A Retrospective as Things Come To An End
- Corey Nicholas
- Dec 12, 2024
- 2 min read
From ev’ry depth of good and ill
The mystery which binds me still—
From the torrent, or the fountain—
From the red cliff of the mountain—
From the sun that ’round me roll’d
In its autumn tint of gold—
From the lightning in the sky
As it pass’d me flying by—
From the thunder, and the storm—
And the cloud that took the form
(When the rest of Heaven was blue)
Of a demon in my view—
- Edgar Allan Poe We’ve reached the end of the semester, and the beginning of a time of great reflection. I suppose it isn’t unusual as things come to a close that we look back, and that looking back often leads us down roads which we have not gone in a very long time. December in Maine is dark, cold and gray. The winter chill brings about a sense of melancholy; a state in which I have always felt more comfortable. It is somber. It is still. I’m reminded once again of my childhood, where I first read Alone by Edgar Allan Poe. I related to it instantly. A solitary person, comfortable in his own isolation, aware that is he quite different from those around him and that it might be the root of that very isolation.

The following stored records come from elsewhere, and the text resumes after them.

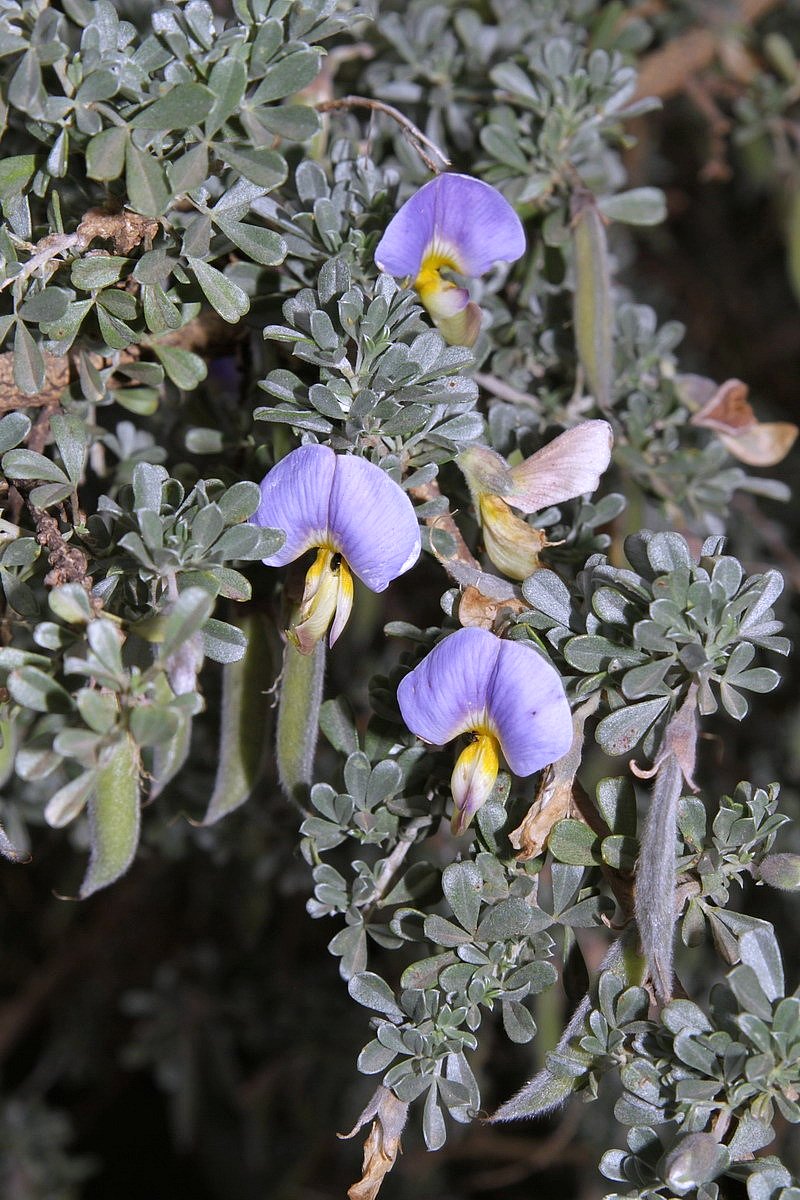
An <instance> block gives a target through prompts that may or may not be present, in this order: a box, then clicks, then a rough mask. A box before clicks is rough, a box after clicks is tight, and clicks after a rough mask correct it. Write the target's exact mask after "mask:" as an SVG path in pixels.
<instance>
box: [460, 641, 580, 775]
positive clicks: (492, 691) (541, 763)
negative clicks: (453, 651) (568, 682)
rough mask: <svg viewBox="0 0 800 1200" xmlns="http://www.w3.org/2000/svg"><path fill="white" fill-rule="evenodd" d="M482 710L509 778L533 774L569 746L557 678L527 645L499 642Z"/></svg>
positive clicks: (550, 667)
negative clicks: (499, 643) (487, 707)
mask: <svg viewBox="0 0 800 1200" xmlns="http://www.w3.org/2000/svg"><path fill="white" fill-rule="evenodd" d="M476 632H480V630H476ZM488 636H489V637H491V636H493V635H491V634H489V635H488ZM487 707H488V713H489V718H491V719H492V722H493V725H494V727H495V728H497V731H498V736H499V738H500V746H501V749H503V754H504V755H505V758H506V762H507V763H509V767H510V768H511V770H512V772H513V773H515V775H533V773H534V772H535V770H540V769H541V768H542V767H546V766H547V764H548V763H551V762H555V760H557V758H560V757H561V755H565V754H566V752H567V750H569V749H570V745H571V744H572V716H571V715H570V704H569V702H567V698H566V696H565V694H564V684H563V683H561V677H560V676H559V673H558V671H557V670H555V667H553V666H551V664H549V662H547V661H546V660H545V659H543V658H542V656H541V655H540V654H539V653H537V652H536V650H535V649H533V647H530V646H524V644H523V643H522V642H506V641H501V642H500V649H499V655H498V664H497V670H495V672H494V674H493V677H492V682H491V685H489V695H488V700H487Z"/></svg>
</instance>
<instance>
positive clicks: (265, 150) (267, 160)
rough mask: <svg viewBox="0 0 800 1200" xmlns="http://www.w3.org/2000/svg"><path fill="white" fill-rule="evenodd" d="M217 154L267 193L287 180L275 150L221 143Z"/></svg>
mask: <svg viewBox="0 0 800 1200" xmlns="http://www.w3.org/2000/svg"><path fill="white" fill-rule="evenodd" d="M218 152H219V155H221V156H222V157H223V158H224V161H225V162H227V163H229V164H230V166H231V167H234V168H235V169H236V170H237V172H240V173H241V174H242V175H243V176H245V179H248V180H249V181H251V182H252V184H257V185H258V186H259V187H266V188H267V190H269V191H271V190H272V188H273V187H279V186H281V184H282V182H283V181H284V179H285V178H287V162H285V158H284V157H283V156H282V155H279V154H278V152H277V150H271V149H269V148H264V146H261V148H257V146H248V145H231V144H229V143H223V144H222V145H221V146H219V148H218ZM275 236H277V235H275ZM231 240H233V239H231ZM284 253H285V251H284ZM257 262H258V259H257Z"/></svg>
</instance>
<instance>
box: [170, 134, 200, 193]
mask: <svg viewBox="0 0 800 1200" xmlns="http://www.w3.org/2000/svg"><path fill="white" fill-rule="evenodd" d="M167 178H168V180H169V186H170V188H172V191H173V193H174V194H175V196H180V193H181V192H192V191H194V190H196V188H198V187H200V186H201V185H203V184H204V182H205V181H206V179H207V178H209V149H207V146H206V145H205V144H204V143H199V144H198V145H194V146H192V149H191V150H187V151H186V154H184V155H181V157H180V158H176V160H175V161H174V162H169V163H167Z"/></svg>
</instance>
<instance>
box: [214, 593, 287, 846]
mask: <svg viewBox="0 0 800 1200" xmlns="http://www.w3.org/2000/svg"><path fill="white" fill-rule="evenodd" d="M242 624H243V632H245V635H246V637H247V649H246V650H245V654H243V656H242V658H241V659H240V660H239V661H236V662H228V664H227V665H225V666H224V667H223V676H222V704H221V727H219V756H218V763H217V773H216V776H215V784H213V792H212V793H211V799H210V800H209V808H207V810H206V814H205V817H204V824H211V823H213V822H216V821H218V820H219V818H221V817H223V816H225V815H227V814H228V812H231V811H233V810H234V809H236V808H237V806H239V805H240V804H243V803H245V800H247V798H248V797H249V796H251V793H252V791H253V787H254V786H255V784H257V781H258V776H259V773H260V768H261V762H263V760H264V751H265V748H266V745H269V737H267V733H269V722H270V712H271V697H270V695H269V690H267V686H266V685H267V682H269V680H270V679H271V678H272V677H273V676H275V674H276V673H277V664H276V662H275V661H273V660H272V647H271V638H272V634H271V630H270V629H269V626H267V624H266V622H264V619H263V618H261V617H259V614H258V613H251V614H248V617H246V618H245V622H243V623H242Z"/></svg>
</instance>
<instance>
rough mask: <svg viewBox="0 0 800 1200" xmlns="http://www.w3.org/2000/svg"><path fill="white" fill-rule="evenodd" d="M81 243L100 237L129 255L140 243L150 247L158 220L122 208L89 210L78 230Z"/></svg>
mask: <svg viewBox="0 0 800 1200" xmlns="http://www.w3.org/2000/svg"><path fill="white" fill-rule="evenodd" d="M77 233H78V236H79V238H80V241H82V245H84V246H88V245H89V242H91V241H94V240H95V239H96V238H100V240H101V241H110V242H112V244H113V246H114V251H115V253H118V254H130V253H131V251H132V250H134V248H136V247H137V246H138V245H139V244H140V242H144V246H145V250H149V248H150V245H151V242H152V239H154V238H155V236H156V234H157V233H158V222H157V221H155V220H154V218H152V217H142V216H139V214H138V212H131V210H130V209H122V211H121V212H104V211H103V209H90V210H89V212H86V214H85V216H84V218H83V221H82V222H80V224H79V226H78V229H77Z"/></svg>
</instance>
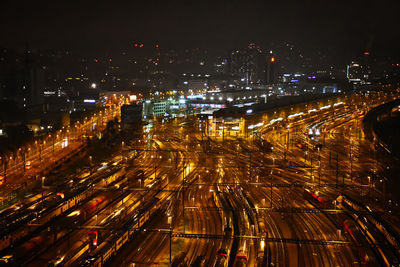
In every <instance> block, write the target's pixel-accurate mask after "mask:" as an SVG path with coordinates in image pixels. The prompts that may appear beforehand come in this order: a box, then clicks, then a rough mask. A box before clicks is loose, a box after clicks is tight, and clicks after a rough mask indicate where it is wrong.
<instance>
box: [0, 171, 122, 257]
mask: <svg viewBox="0 0 400 267" xmlns="http://www.w3.org/2000/svg"><path fill="white" fill-rule="evenodd" d="M123 175H124V169H119V170H115V171H112V172H111V174H109V176H108V177H107V178H104V179H97V180H96V181H95V184H94V186H90V185H89V186H82V187H81V188H79V189H78V190H75V192H73V193H65V194H64V193H62V192H58V193H57V194H54V195H52V199H51V200H50V199H47V200H46V201H47V202H49V203H46V202H43V203H42V202H41V203H38V204H37V209H36V207H35V209H32V210H36V211H35V212H31V213H30V214H29V215H28V216H27V218H28V219H29V220H28V221H27V222H29V223H31V224H38V225H41V227H39V228H34V227H24V225H23V224H22V223H21V224H15V225H14V227H11V228H10V229H8V231H7V232H5V233H3V235H2V238H1V239H0V250H2V251H3V250H5V249H6V248H8V247H10V246H11V245H15V244H16V243H17V242H19V241H22V240H23V239H24V238H25V237H27V236H28V235H30V234H32V233H34V232H35V231H38V230H40V229H42V228H45V226H46V225H48V224H49V223H50V222H51V221H52V220H54V219H55V218H57V217H59V216H60V215H63V214H65V213H66V212H67V211H70V210H71V209H72V208H74V207H75V206H77V205H78V204H80V203H81V202H82V201H84V200H85V199H87V198H88V197H90V196H92V195H94V194H95V193H96V192H95V191H93V190H91V189H92V187H95V186H100V185H102V184H104V183H108V184H111V183H112V182H115V181H116V180H117V179H118V178H121V177H122V176H123ZM52 203H53V204H52ZM24 222H25V221H24ZM27 222H25V223H27Z"/></svg>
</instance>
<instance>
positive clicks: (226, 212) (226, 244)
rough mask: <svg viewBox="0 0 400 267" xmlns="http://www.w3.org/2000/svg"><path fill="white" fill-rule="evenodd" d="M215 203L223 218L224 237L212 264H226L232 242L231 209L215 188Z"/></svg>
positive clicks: (232, 233) (232, 236)
mask: <svg viewBox="0 0 400 267" xmlns="http://www.w3.org/2000/svg"><path fill="white" fill-rule="evenodd" d="M213 198H214V202H215V205H216V206H217V207H218V208H219V209H221V210H222V211H223V212H222V218H223V227H224V229H223V231H224V238H223V240H222V244H221V246H220V248H219V249H218V251H217V256H216V260H215V262H214V264H213V266H215V267H217V266H224V267H225V266H228V262H229V256H230V251H231V247H232V242H233V229H232V227H233V225H232V223H233V211H232V207H231V206H230V204H229V202H227V201H226V200H225V198H224V196H223V194H222V192H220V191H219V189H218V188H217V189H216V190H215V191H214V194H213Z"/></svg>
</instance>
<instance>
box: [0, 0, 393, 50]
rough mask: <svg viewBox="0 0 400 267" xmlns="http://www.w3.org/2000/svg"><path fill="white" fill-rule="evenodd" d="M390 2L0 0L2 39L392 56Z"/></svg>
mask: <svg viewBox="0 0 400 267" xmlns="http://www.w3.org/2000/svg"><path fill="white" fill-rule="evenodd" d="M395 3H396V1H368V0H364V1H359V0H351V1H350V0H347V1H340V0H339V1H324V0H298V1H289V0H277V1H267V0H266V1H239V0H238V1H228V0H225V1H217V0H216V1H145V0H143V1H141V2H139V1H89V0H84V1H83V0H82V1H55V0H52V1H2V6H1V11H0V30H1V38H0V45H3V46H5V47H17V46H22V45H24V44H26V43H29V45H30V46H31V47H33V48H43V49H44V48H57V49H58V48H75V49H83V50H87V51H113V50H115V51H117V49H120V48H123V47H124V46H126V45H128V44H130V43H132V42H135V41H139V42H143V43H145V44H146V43H148V44H150V43H154V42H157V43H159V44H160V46H164V47H173V48H186V47H205V48H234V47H242V46H245V45H247V44H248V42H249V41H254V42H256V43H258V44H260V45H261V46H263V47H268V45H270V44H271V43H280V42H283V41H289V42H291V43H293V44H295V45H296V46H298V47H300V48H302V49H306V50H309V51H313V50H314V49H316V48H318V49H320V50H324V49H326V51H331V52H332V53H338V54H340V55H346V56H347V55H352V54H354V53H360V52H361V51H364V50H369V51H371V52H372V53H376V54H382V55H393V56H398V55H399V51H398V49H397V47H398V43H399V41H400V30H399V29H398V25H399V22H398V19H397V18H396V16H397V15H398V8H397V7H396V5H395Z"/></svg>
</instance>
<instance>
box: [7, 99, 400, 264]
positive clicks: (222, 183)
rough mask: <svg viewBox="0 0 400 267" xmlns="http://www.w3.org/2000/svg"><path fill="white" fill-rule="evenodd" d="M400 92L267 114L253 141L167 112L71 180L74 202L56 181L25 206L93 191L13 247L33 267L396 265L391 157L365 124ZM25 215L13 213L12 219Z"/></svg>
mask: <svg viewBox="0 0 400 267" xmlns="http://www.w3.org/2000/svg"><path fill="white" fill-rule="evenodd" d="M395 97H397V95H390V94H385V93H378V94H377V95H358V94H354V95H349V96H342V97H339V98H337V99H331V100H330V101H331V102H330V103H315V104H314V105H307V106H302V107H294V108H293V111H292V112H293V114H292V115H290V113H289V114H288V113H287V112H286V115H285V117H284V118H282V120H275V119H276V118H277V117H276V118H273V117H269V118H268V119H265V117H262V116H261V117H260V121H258V122H257V125H258V126H257V127H252V128H251V129H250V130H249V133H248V134H247V135H246V136H247V137H246V138H243V137H238V138H233V137H232V136H227V137H226V138H225V137H224V138H221V137H215V136H205V135H204V132H202V131H200V129H199V124H201V122H200V121H198V120H197V119H196V118H193V117H190V118H187V119H183V118H182V119H174V120H170V121H155V122H154V124H153V126H152V127H148V131H147V132H145V133H144V134H143V136H142V137H141V138H140V139H138V140H136V141H135V142H134V143H132V144H130V145H127V146H126V147H124V150H123V151H122V152H121V154H120V155H119V156H117V157H113V158H110V161H109V162H108V164H107V166H106V167H105V166H100V165H99V166H95V167H93V170H95V171H93V172H92V174H91V175H88V176H87V177H85V178H80V180H81V181H83V182H82V183H80V182H78V184H77V185H73V186H71V185H70V186H68V184H65V185H64V186H65V187H62V189H63V190H64V191H65V193H66V194H65V198H64V199H60V198H57V197H56V196H54V197H52V198H51V199H49V201H47V202H48V203H47V202H46V201H45V200H44V199H43V198H44V197H45V196H46V197H48V198H50V197H51V196H52V195H51V193H52V192H51V190H50V189H49V190H48V191H46V192H48V194H49V195H48V196H47V195H46V194H45V196H43V198H42V197H41V196H32V197H31V198H30V199H28V200H26V201H25V202H26V203H21V206H19V209H21V210H28V209H29V207H30V206H32V205H35V204H32V203H34V202H35V201H36V202H37V201H41V202H43V205H42V206H41V209H42V210H43V209H44V207H45V206H46V205H50V204H51V201H53V202H54V201H56V202H57V203H64V202H66V201H68V199H69V198H73V197H75V196H74V195H73V194H72V192H74V191H75V190H78V189H79V190H81V192H82V193H81V195H84V197H82V199H81V200H80V201H81V202H80V204H79V205H76V206H73V207H70V208H68V209H67V210H66V211H65V212H62V213H61V214H59V215H58V216H56V217H55V219H54V220H51V221H45V219H44V218H46V217H42V219H41V220H39V219H32V220H31V221H29V224H30V225H36V226H35V227H36V229H38V230H37V231H35V232H34V233H33V234H32V235H31V236H29V238H28V237H27V238H25V239H21V240H22V241H20V245H19V246H18V247H10V248H7V249H6V250H4V251H6V252H7V253H3V254H2V256H3V257H4V256H7V255H13V257H14V258H15V259H14V260H15V262H17V263H24V265H27V266H39V265H46V264H63V265H72V266H85V265H88V266H91V265H93V264H95V263H100V264H103V265H110V266H133V265H134V266H149V265H157V266H168V265H169V264H170V263H172V266H178V265H179V264H180V263H185V264H187V265H191V264H192V265H193V266H214V265H216V266H224V264H223V262H225V264H226V265H229V266H354V265H369V266H378V265H383V266H384V265H387V264H393V265H396V264H398V263H399V259H400V255H399V250H398V247H399V243H398V242H400V240H399V229H398V225H399V217H398V216H397V215H396V214H399V208H398V204H397V200H396V199H394V198H392V196H391V195H390V194H389V193H390V189H387V188H386V187H385V181H386V180H387V179H391V177H385V176H384V174H385V172H384V171H385V169H387V168H388V167H389V168H390V166H388V165H387V161H386V160H385V158H384V156H383V154H381V152H380V151H377V150H376V149H375V146H374V145H373V144H371V143H369V141H368V140H366V139H365V138H364V136H363V133H362V131H361V126H362V118H363V116H364V115H365V114H366V112H367V111H368V110H370V109H371V108H373V107H375V106H377V105H380V104H382V103H385V102H388V101H390V100H391V99H393V98H395ZM277 114H278V115H279V116H283V115H282V112H277ZM296 114H297V115H296ZM278 115H277V116H278ZM111 170H114V171H118V172H120V173H119V174H120V175H118V176H115V177H113V178H112V179H111V178H110V177H111V176H112V175H111ZM80 176H83V174H81V175H80ZM93 185H95V186H93ZM22 214H25V213H22V212H20V213H18V212H17V211H12V212H10V211H8V213H7V212H4V213H3V215H2V216H3V217H4V218H6V219H7V218H8V219H7V220H8V221H10V223H9V225H8V226H7V227H8V228H10V227H11V225H18V221H15V218H19V217H20V216H21V215H22ZM29 214H33V213H29ZM46 214H47V213H46V212H43V216H45V215H46ZM20 227H22V228H21V229H23V227H27V224H26V222H24V223H22V224H21V226H20ZM30 227H32V226H30ZM8 228H7V229H8ZM10 229H11V228H10ZM18 229H19V228H18ZM47 229H50V231H48V230H47ZM53 229H54V230H53ZM39 238H41V240H42V239H43V241H40V243H39V242H38V241H37V240H38V239H39ZM28 247H30V248H31V250H30V251H32V252H30V253H31V254H28V253H27V252H26V251H25V250H23V251H21V248H24V249H26V248H28ZM2 252H3V251H2ZM21 253H23V254H25V255H26V256H28V255H31V256H29V257H25V258H24V259H22V258H23V257H22V256H20V255H22V254H21ZM218 264H222V265H218Z"/></svg>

All I loved, I loved alone.
It should be evident by now that I am quite fond of words. Books have always sustained me. They’ve been my companion when, like Maine in the winter, my own life was dark, cold and gray. The plains of Ohio are flat, and dull. They stretch on for miles. A person in my situation has to get used to loneliness. I mean – come on- I was never going to work on a farm or learn to play football. The isolation I have described would be chilling for some, devastating for some, but for me it was a source of inspiration. I lived life at a much slower pace and was therefore able to take more of it on. I got a glimpse of the world that very few are able to see. I saw the flaws, and the beauty, in a way that allowed me to understand humanity on a deeper level. I’m grateful for that. It doesn’t make me better, or smarter than anyone else. Like Poe, I recognize that it was both a blessing and a curse. I’m far removed from that life now, and I do enjoy my comrades, though they are few and far between. I am still much more comfortable by myself in a candle lit room in an admittedly comfortable leather chair, with my typewriter and my notebooks and pens and books that are so old you can smell the history in them. My school term is ending, and Orono begins to slow down for the next month, I know that feeling of loneliness will return to me and when it does, I will accept it. No more. No less.